All I can say is, You go girl!
Posted by: Susanne Dunlap | November 02, 2007 at 04:14 PM
not exactly to your point, but two comments. One, your writing is so good these days. Two, you and I were only a few dozen feet apart on Wednesday night -- I was in Weill Hall listening to the viola da gamba.
Posted by: nbm | November 03, 2007 at 12:51 PM
What a brilliant "Dear Genre" letter this is.
Posted by: Katharine Weber | November 03, 2007 at 01:23 PM
Oh, Sue, I'm sorry I missed this yesterday. I forgot it was Friday. It's a fabulous column and an always timely reminder that we have to follow our own vision or we lose our greatest strength.
As another famous writer once said, "Embrace your strangeness."

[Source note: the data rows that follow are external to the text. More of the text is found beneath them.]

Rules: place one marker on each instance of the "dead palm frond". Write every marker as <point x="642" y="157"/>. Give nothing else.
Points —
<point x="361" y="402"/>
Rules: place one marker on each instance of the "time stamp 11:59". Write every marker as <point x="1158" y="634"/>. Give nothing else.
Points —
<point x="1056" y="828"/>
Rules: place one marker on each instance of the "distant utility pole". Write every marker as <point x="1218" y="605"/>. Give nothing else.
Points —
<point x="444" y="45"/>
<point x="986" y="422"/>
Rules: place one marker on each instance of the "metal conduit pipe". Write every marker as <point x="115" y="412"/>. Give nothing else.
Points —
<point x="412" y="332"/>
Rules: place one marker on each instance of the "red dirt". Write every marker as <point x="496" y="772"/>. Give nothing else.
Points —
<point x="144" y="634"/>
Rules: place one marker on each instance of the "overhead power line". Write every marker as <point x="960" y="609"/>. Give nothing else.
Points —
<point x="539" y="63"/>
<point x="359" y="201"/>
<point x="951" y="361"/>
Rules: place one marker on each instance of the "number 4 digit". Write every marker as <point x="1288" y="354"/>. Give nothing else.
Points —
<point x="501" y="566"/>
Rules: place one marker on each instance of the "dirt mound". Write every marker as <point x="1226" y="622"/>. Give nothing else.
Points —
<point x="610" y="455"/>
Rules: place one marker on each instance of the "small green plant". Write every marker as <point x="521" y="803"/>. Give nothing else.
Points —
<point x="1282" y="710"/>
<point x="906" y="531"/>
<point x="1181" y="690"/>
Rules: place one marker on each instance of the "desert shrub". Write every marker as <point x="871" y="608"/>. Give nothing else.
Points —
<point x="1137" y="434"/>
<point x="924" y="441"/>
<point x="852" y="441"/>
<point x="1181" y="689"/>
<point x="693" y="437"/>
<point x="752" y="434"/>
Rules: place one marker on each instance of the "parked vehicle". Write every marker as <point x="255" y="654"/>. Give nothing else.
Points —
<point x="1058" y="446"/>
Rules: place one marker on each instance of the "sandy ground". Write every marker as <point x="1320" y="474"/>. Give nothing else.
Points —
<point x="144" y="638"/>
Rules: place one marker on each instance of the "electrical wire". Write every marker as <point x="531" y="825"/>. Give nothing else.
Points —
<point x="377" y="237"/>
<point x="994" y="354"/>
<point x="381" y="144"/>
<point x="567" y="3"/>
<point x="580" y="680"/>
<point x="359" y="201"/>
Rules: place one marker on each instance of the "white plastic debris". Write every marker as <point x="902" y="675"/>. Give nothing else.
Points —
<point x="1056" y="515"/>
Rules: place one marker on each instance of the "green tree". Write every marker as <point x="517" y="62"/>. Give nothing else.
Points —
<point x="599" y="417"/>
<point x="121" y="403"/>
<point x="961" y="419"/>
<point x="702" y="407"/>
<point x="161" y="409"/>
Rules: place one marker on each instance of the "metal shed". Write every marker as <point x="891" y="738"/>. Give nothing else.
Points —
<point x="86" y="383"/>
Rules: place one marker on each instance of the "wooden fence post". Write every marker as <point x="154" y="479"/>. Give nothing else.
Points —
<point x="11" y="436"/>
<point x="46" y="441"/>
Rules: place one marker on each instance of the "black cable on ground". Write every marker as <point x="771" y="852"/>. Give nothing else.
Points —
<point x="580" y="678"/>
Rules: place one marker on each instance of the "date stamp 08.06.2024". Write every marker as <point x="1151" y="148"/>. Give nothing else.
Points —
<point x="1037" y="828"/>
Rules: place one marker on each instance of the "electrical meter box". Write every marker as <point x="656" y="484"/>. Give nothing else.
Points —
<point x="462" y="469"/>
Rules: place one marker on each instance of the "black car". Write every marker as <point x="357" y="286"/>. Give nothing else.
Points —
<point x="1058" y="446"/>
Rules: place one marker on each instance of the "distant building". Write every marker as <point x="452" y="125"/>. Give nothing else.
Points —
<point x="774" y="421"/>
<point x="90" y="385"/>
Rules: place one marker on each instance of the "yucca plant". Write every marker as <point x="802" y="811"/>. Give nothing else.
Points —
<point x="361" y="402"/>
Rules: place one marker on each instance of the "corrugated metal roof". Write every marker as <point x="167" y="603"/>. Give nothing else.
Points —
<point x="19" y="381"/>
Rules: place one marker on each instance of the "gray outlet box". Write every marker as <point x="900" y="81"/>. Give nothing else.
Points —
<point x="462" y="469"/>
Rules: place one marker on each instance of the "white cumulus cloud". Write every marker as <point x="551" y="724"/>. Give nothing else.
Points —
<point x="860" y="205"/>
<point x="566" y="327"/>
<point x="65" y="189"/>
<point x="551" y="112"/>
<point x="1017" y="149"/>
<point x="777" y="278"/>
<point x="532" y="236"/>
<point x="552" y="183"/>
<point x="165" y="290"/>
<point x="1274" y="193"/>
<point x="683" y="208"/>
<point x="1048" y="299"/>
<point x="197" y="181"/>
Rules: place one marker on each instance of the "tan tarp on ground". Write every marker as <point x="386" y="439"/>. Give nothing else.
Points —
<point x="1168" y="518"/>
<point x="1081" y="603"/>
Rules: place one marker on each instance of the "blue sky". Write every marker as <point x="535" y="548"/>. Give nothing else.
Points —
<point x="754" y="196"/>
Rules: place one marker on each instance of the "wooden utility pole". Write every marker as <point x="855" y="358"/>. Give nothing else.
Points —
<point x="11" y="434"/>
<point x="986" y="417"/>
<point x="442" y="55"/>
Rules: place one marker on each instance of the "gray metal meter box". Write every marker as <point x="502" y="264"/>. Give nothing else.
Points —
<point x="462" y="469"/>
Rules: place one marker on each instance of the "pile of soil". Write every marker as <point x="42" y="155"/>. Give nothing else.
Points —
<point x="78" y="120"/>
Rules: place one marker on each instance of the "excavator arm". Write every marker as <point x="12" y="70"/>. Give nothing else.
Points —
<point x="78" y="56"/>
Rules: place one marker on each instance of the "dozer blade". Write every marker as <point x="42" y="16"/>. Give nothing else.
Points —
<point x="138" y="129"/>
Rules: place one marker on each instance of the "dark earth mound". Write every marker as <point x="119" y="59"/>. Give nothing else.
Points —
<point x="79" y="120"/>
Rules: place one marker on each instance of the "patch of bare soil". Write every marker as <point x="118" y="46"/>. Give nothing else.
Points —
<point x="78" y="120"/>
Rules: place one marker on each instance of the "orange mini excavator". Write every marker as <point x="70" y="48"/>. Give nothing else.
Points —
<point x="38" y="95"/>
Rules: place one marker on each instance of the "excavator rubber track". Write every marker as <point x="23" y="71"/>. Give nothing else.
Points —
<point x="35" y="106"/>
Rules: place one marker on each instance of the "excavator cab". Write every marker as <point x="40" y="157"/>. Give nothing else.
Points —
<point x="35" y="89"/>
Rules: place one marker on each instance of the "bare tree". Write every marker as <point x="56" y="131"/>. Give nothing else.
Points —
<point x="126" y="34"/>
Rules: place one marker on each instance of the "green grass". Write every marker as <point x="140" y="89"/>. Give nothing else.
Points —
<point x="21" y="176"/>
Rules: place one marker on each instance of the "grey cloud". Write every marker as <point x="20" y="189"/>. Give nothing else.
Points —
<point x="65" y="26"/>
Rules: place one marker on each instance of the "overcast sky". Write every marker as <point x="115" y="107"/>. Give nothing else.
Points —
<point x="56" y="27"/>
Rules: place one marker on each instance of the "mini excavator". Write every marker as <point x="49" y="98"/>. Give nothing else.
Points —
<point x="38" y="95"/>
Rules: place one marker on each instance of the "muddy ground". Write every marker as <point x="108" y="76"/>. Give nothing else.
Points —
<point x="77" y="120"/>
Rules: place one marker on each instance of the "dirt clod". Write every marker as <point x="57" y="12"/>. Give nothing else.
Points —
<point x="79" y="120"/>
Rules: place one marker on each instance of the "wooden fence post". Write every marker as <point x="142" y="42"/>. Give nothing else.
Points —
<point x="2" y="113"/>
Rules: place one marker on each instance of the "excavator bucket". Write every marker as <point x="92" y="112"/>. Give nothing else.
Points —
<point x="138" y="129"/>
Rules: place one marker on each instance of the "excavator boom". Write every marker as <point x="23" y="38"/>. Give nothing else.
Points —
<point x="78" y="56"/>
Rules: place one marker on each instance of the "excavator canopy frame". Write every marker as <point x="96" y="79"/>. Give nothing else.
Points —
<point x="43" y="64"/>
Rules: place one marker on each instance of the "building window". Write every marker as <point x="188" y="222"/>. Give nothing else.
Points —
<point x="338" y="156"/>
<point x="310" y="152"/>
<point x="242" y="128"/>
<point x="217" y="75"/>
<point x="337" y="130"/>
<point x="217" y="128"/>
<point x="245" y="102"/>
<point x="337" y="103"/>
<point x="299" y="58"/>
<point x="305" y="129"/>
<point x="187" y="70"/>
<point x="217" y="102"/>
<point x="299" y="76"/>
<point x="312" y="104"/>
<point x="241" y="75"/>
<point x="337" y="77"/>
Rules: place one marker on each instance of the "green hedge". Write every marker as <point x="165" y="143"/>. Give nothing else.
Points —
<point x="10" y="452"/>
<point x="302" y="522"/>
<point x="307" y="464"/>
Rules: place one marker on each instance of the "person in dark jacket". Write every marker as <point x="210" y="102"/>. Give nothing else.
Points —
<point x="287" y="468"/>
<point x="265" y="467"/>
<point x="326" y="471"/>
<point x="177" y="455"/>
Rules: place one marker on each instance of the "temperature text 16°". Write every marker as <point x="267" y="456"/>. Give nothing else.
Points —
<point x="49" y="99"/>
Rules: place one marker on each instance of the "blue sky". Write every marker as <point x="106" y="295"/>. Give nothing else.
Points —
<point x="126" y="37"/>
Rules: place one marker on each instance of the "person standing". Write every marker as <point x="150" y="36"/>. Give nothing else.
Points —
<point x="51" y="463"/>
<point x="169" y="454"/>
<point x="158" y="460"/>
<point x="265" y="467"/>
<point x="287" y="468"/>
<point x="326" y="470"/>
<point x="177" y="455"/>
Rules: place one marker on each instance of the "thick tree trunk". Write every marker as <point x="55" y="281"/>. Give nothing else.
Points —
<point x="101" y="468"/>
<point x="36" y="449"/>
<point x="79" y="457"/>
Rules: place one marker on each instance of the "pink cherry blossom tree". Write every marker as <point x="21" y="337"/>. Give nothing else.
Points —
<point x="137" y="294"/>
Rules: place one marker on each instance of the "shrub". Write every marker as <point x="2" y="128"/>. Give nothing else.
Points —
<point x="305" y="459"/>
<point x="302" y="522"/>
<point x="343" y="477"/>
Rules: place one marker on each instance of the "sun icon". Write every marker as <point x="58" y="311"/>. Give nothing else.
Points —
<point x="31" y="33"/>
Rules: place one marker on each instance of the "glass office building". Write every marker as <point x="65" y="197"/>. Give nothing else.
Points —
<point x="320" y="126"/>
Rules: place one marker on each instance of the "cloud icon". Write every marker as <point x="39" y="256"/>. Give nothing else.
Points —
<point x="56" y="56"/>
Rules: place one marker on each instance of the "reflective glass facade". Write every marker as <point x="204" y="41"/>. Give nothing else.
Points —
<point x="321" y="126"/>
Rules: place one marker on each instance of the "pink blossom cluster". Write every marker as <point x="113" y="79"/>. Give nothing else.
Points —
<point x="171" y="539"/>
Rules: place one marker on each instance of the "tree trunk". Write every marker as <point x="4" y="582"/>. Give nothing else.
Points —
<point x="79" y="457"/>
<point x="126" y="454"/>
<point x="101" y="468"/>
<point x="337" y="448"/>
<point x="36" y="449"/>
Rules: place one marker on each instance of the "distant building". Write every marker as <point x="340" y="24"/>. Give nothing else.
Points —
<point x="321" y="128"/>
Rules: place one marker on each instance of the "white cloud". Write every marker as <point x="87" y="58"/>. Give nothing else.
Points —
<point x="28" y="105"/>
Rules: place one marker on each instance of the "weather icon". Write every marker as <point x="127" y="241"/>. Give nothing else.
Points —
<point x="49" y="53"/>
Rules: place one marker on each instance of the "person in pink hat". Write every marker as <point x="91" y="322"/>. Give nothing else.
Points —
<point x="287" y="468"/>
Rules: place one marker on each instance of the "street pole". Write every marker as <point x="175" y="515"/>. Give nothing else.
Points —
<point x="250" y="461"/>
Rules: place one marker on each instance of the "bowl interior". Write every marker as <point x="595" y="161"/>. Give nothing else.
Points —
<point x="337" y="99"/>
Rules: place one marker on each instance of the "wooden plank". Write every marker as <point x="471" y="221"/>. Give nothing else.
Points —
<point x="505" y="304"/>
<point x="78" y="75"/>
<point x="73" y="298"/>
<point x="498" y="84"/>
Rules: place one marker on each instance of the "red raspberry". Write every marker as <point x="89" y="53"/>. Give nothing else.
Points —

Posted by: kate maloy | November 03, 2007 at 09:54 PM
When I scanned the word "genre" being a musician and understanding that experience, I gleefully read this article. I know exactly how you feel. I sought out M.J. Rose in 1999 and asked for her help in getting my book to the right people. It came close to being published earlier in 1995 but looking back now I know it needed more time. M.J. read the manuscript and said something that stood with me until this very day. I write literary fiction. I cannot write any other way. This is who I am. The cross-genre of "Only Moments" was a detriment in getting published by large house, but after another close-but no cigar rejection-I put it to the side somewhat bitter. Then 9/11 hit and I knew if I was ever to get this book in print I had to include that tragedy as the character lived in NYC during that time, but I knew I had to wait years to be able to write it in good conscience. In 2006, I spent six months polishing and adding the World Trade towers chapter and published it through that talked about controversial company Publish America by my choice as I wasn't aware of all the prior stories. However, it was a good experience, they did a great job but there was a huge prejudicial bias against anyone reviewing it that I think extends to other companies such as I-Universe and others. I did finally get reviewed and the people who bought the book overwhelmed me with their great reviews and I then knew I touched souls and that was all that I wanted to do from the beginning. No one gets rich from selling books unless they are tied into movies and even then the odds are long. Fourteen years later, I'm happy that I put to posterity my "coming of age" novel that is science fiction, a spiritual romance, and a life lesson experience that people that have read it "got it." The "road" or journey is what life is all about. I don't want to stop that traveling or motion. I want to get better at all that I do because it is the self-satisfaction that is the essence of my life and being and I want to drain every drop of it before I pass over(again) to that infinite realm. Thank you Susan for jolting my memory and thank you M.J. for being there on that path.
Nick Oliva
www.onlymomentsbook.com
Posted by: Nick Oliva | November 04, 2007 at 12:14 PM
Wow. Thank you all, so much. I don't want to talk too much about the project, except to say that it isn't exactly "high art," as you might infer from this post--it's a light and fun (I hope) parody with a serious underlying message--but it's the message that people have suggested I change or tone down to make it more marketable. At any rate, I appreciate all of these comments more than I can say.
Posted by: Susan O'Doherty | November 05, 2007 at 10:30 AM
Damn! Whatever it is, I want someone to publish it, because if it doesn't fit into a genre, it's just what we need! Those are the books that are really fun to read. Keep prowling around for a publisher who's on your wavelength--I'll be rooting for you.